Credit: Mubi
by Chris Cassingham Featured Film Kicking the Canon Kicking the Canon

Red Psalm — Miklós Jancsó

September 30, 2024

By the time Miklós Jancsó made Red Psalm in 1972, he had already established his own allegorical mode of filmmaking. Stories of uprisings, movements, massacres, and changing political tides took the shape, by the late-1960s, of elaborately choreographed stage productions, populated by a cast of hundreds, where the protagonist wasn’t any individual person, but the collective. In Red Psalm the crucial introduction of singers, guitarists, violinists, and other players in the storytelling results in an anachronistic folk musical about a small peasants’ uprising in 1898.

To call Red Psalm a staged production is maybe misleading, at least in terms of viewer expectations. After all, it’s set entirely on nondescript, yellowish-green farmland whose scope and literal depth of field does not invoke the claustrophobic conditions of a stage play; but it is a stage nonetheless. Given his career-long interest in his country’s history, it might be better to refer to the flat expanses of the Hungarian countryside as Jancsó’s Monument Valley. Often, he plays with the repetitive landscape to his own benefit, using its blank surface as a stage onto which he can block the participants in Hungary’s political history.

Like John Ford, Jancsó also has a stock company. Those familiar with the roughly 10-year long stretch between 1964 and 1974 will recognize a few faces from other films, such as Josef Madaras, one of the vocal socialist peasants fighting for their rights against the capitalist government; or Lajos Balázsovits, a young officer tempted by the peasants’ collective spirit who meets his premature demise at the hands of his commander. The acting in Jancsó’s films has often been compared to the unaffected style famous in Bresson’s films, though, unlike Bresson, he worked primarily with professional actors. The flat delivery of plain dialogue, often political declarations, is always dubbed; the performances lack a sense of realism, which allows their allegorical potential to flourish; and though the actors he worked with most often are professionals, they don’t operate in the films like stars, nor are they photographed as such.

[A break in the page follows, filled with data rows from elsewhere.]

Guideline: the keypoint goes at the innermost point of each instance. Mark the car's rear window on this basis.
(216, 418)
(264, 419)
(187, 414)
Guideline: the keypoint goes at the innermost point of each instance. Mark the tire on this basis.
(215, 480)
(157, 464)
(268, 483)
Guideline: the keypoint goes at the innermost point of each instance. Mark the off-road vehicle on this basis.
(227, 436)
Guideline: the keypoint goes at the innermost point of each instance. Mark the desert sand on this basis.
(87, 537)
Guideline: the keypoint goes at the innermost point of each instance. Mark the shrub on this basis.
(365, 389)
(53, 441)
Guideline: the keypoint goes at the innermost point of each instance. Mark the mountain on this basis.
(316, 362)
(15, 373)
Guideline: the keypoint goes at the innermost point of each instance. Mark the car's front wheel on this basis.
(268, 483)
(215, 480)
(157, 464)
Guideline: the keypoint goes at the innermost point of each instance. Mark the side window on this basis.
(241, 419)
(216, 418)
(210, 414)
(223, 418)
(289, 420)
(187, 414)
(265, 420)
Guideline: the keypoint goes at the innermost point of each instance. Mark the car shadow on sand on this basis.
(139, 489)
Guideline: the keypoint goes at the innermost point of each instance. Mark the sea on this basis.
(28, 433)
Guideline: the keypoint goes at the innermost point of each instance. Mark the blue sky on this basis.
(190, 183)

Jancsó avoids revealing closeups, and his characters, by the late-1960s, and certainly in 1972’s Red Psalm, except for the faintest of traces, are largely devoid of psychology. You won’t find the Hungarian equivalent of a swaggering John Wayne or morally upright Henry Fonda here.

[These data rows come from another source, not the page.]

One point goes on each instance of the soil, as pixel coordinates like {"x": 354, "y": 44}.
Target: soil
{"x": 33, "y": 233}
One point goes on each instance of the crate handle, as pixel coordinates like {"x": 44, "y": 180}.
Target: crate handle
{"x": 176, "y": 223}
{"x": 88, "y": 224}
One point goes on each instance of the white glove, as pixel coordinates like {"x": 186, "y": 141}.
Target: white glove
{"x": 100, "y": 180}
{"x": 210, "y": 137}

The real star of Jancso’s cinema, if “star” is even the appropriate term, is the company as a whole. Jancsó’s cinema depicts the direct connective tissue between political and physical movements, and as such, no single person takes precedence in either. It took some time for Jancsó to arrive at this philosophy; his 1964 drama, My Way Home, follows a Hungarian prisoner of war through a random and illogical series of movements and arrests until he ends up at the isolated outpost of a sick Russian soldier whose only duty is to milk a herd of cows for the army. Though its setting in late-WWII, Russian-occupied Hungary is no less political than Red Psalm’s, Jancsó’s approach at this early stage is much more individualist and character- (and actor-) driven.

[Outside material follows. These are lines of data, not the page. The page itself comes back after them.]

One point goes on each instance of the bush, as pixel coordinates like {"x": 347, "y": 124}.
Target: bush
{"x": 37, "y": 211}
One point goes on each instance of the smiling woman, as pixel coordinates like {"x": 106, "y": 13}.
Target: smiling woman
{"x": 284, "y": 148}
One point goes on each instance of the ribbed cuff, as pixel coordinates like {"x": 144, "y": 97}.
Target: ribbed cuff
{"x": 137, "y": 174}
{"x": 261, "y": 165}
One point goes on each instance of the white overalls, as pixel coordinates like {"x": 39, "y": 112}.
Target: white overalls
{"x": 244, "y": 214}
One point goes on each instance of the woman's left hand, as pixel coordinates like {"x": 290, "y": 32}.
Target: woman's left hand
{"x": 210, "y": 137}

One peculiar aspect of Jancsó’s cinema — one that, unsurprisingly, as someone who loves beauty in all its forms, informs most of my questions about his work — is his affinity for physical beauty. For a director so seemingly disinterested in the role of stardom or individuality in his most political films, why are so many of his actors so beautiful? Kozak, Balázsovits, Madaras, along with the company of women in his films, notably Andrea Drahota, all possess a beauty seemingly out of step with their films’ subject matter. Their beauty is at once remarkable and matter-of-fact, never aestheticized at the expense of the film’s political aims. Sometimes Jancsó displays their beauty crudely, flirting with objectification; and other times their beauty bears a heartbreaking tenderness, borne out of the casual but radical display of physical intimacy among men that is either unbothered by closeness or unabashedly proud of it. In a film like Red Psalm, which is all about the tenuously unified movement of a group of people, Jancsó’s attention to beauty and physical proximity, and its endurance in his signature long takes (just 26 across the film’s 82 minutes), is the greatest source of joy and despair.